Patrick Sullivan
A little over a month after its beta release, the initial Minecraft craze has continued to build steam; a perfect time for your intrepid gaming reporter to sit back and analyze the game for its merits. With purposefully low-quality visuals, sound, no endgame, and above all the fact that the game is still in active development, something about Minecraft’s gameplay makes it addicting enough to draw over one million sales without a retail store release or advertising – but what?
Minecraft began as the pet project of Swedish game developer Markus Persson of Mojang Specifications, Inc, more commonly known by his Internet alias Notch.

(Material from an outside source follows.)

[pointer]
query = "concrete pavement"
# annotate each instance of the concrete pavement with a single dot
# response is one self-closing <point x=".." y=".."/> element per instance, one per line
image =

Persson began development of Minecraft after leaving online game company King.com with a simple concept: simulate a world that players could harvest resources from and build with. “I'm much more interested in making working interactive worlds than just pretty sets you walk around in,” says Persson. “I will work on other games on the side, to preserve my creative sanity, but it will be my primary focus for probably quite some time to come. Hopefully.”

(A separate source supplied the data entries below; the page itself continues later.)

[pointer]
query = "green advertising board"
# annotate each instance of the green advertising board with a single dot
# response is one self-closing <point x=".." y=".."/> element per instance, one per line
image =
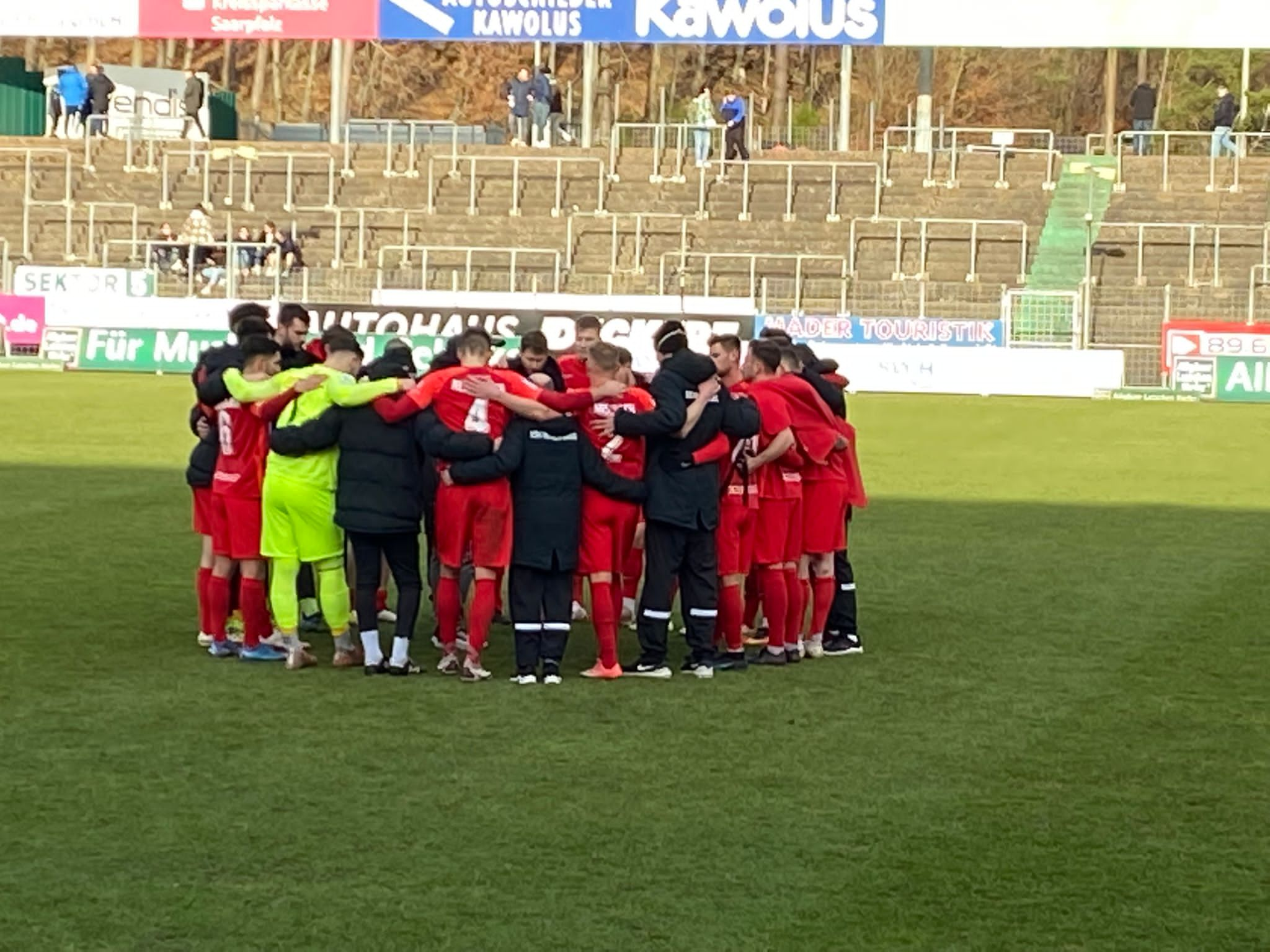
<point x="149" y="351"/>
<point x="1244" y="380"/>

The primary draw of Minecraft is its creative aspect – the ability of the player to build complex structures or furnish existing caves. Building materials take several forms: dirt, sand, stone, water, wood, various metal ores, and so on. While the player focuses on expanding their creations on the surface, they venture into procedurally generated caves to harvest these resources (“mining”), utilizing already-gathered materials to make the caves traversable and well-lit. It is quite literally possible to build everything conceivable; players have constructed simple houses, replicas of the starship Enterprise, and fully functional 16-bit computers (see picture)!
And what has Persson spent his sudden millions on? “A new hat,” he says with a smile. The feeling of instant wealth is “surreal,” he states in another interview. “You just walk around and all of a sudden you come to think of that – oh. I’m… rich.”
Minecraft is currently available for purchase online for €14.95 (about $20.00 USD). I urge anyone looking for a creative, outside-the-box game experience to pay a visit to minecraft.net and support Persson as he continues to develop the project.